Liverpool Sound and Vision Rating 8.5/10
It is as if Aldous Huxley and Philip K. Dick sat down one sunny afternoon, exchanged their views on the world and the inevitability of a dystopian nightmare and their perception on what life would be like if Humanity didn’t pull back from the brink of self-congratulation and its destructive self-harm; and from the collective pre-eminence that followed the flow and serious banter spawned an idea that would only come into being when Omrade were ready to unleash musical Film Noir on to the world with the tremendous Edari.
As Edari plays out its dance, its nightmare foxtrot catching the heels of those who thrust themselves out of the fog and swirling mist that surrounds the neon blinking lights, the thought of a future with no self control fills the mind. It expands several horizons and watches with a seeming amount of great pleasure as the mist is burned away, leaving trailing in its wake a sense of strangled reason; Edari’s purpose is much more distinct and principled.
The songs batter at the door of the listener’s sensibilities and throw down a warning which has to be heeded, that there truly is more of this to come and in which the guest vocals, supplied by Guillaume Bideau and Asphodel on the tracks Luxurious Agony and Satellite and Narrow respectively, ask much of the listener and the pay off the extremes between there to guest vocalists and Christophe Denhez is worth the money shelled out for the album in itself.

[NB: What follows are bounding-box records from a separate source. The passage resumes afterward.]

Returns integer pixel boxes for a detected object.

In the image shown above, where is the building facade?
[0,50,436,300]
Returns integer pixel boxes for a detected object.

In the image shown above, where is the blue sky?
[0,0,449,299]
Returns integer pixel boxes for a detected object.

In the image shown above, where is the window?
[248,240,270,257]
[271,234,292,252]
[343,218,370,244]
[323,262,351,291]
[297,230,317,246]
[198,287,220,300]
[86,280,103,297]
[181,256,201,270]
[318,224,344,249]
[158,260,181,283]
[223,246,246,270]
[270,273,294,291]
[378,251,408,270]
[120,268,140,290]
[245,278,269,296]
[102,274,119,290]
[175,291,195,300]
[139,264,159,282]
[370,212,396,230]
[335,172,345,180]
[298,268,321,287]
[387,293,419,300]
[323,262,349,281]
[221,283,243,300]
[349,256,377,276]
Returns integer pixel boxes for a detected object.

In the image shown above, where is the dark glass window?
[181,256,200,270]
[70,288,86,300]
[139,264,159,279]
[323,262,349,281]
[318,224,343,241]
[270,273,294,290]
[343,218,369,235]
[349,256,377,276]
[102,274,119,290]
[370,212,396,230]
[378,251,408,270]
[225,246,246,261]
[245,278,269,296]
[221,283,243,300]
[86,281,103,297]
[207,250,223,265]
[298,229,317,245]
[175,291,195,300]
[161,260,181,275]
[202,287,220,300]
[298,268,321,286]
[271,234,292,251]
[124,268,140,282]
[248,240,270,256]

Tracks such as Friendly Herpes, the gut busting Ottaa Sen, the aforementioned Luxurious Agony and Satellite and Narrow and Aben Dor all conjure up the pressure felt between revelling in melancholy and looking out for the blaze of sunshine, that singular force that brushes the damp and dank dark out from the mind.
It is Film Noir holding hands with dystopia, the catalyst of invention when new worlds collide and give birth to a whole new subsection and culture of profound, it is the mask not just slipping but being torn off and shredded before everybody’s eyes and it is truly a magical scene to behold. The rationale of existence that breathes between two states of mind and Omrade supply them both with ease and expertise.
Thrilling and expansive, melancholy does not stand a chance.